Vengo al motivo concreto di questo discorso importante, ma teorico. Recentemente il Papa ha ordinato sei vescovi e nel discorso tenuto durante il rito ha affermato pressappoco questo: «Il vescovo deve avere il coraggio di dire talvolta parole diverse da quelle della posizione dominante». Questo discorso mi è piaciuto più di altri, perché mi pare di riscontrare che troppa gente, fuori e dentro alla Chiesa, trova comodo starsene sempre zitta e si appiattisce sempre e comunque sulle “posizioni dominanti”, mentre penso che i “profeti”, anche infimi, sono sempre, anche tendenzialmente, “voci fuori dal coro”.

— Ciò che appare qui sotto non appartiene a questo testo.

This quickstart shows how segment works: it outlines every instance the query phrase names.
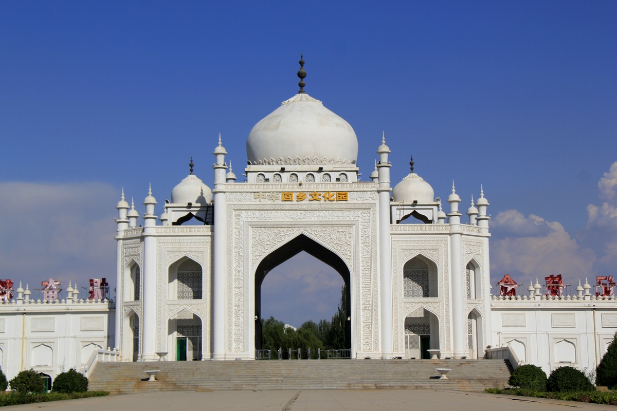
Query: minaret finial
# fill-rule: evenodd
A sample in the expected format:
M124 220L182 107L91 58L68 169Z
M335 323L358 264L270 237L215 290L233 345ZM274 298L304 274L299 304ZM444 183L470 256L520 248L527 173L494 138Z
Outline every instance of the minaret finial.
M304 86L307 85L307 83L304 83L304 78L307 76L307 71L304 70L304 56L302 55L302 53L300 53L300 70L298 70L298 77L300 78L300 83L298 83L298 86L300 86L300 91L298 92L299 94L304 94L306 92L304 91Z

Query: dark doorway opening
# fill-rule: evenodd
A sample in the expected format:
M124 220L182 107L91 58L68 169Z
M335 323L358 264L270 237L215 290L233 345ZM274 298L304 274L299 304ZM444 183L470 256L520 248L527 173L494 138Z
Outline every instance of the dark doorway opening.
M333 268L342 278L345 283L346 305L344 310L347 320L345 324L345 346L340 349L351 349L351 298L350 295L350 273L344 261L336 254L313 240L301 234L274 250L257 267L255 274L255 348L262 349L261 288L266 275L273 269L297 254L304 251ZM320 319L307 319L319 320Z

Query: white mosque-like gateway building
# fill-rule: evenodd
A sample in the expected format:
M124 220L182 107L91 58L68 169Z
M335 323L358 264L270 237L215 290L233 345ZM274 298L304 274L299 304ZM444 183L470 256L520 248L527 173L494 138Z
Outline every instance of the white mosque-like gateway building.
M508 346L518 362L547 372L595 367L617 331L612 293L598 296L586 281L574 296L537 283L513 295L505 282L504 295L491 296L482 191L463 216L453 185L445 201L436 198L413 160L391 182L399 166L383 137L370 181L359 181L354 129L305 92L300 63L298 94L249 134L246 182L236 182L219 137L212 184L191 161L161 215L149 192L143 227L123 192L115 301L80 299L70 285L53 301L34 301L21 285L5 298L0 366L9 378L84 370L107 348L123 361L254 359L261 284L303 251L344 280L341 348L352 359L420 359L429 349L477 359Z

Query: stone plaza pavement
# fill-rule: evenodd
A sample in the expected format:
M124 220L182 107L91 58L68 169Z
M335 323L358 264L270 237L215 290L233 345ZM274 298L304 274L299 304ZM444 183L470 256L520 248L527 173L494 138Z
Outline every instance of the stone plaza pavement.
M611 405L481 393L424 389L347 389L265 391L155 392L54 401L3 410L121 411L228 410L230 411L410 411L416 410L617 410Z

Sono stato felice nell’apprendere che anche il cardinale Martini era di questo parere e denunciò apertamente questo comportamento. E sento il bisogno di ribadire che, pur non volendo far parte della fronda, del dissenso astioso, non mi dispiace talvolta esprimere un parere un po’ diverso da quello che il Papa ha definito “posizione dominante”.
Spesso soffro e non capisco quando qualcuno mi definisce “coraggioso” o “duro”, quando nel mio intento non ambisco ad altro che collaborare, offrendo una posizione o una angolatura diverse nel vedere certi problemi.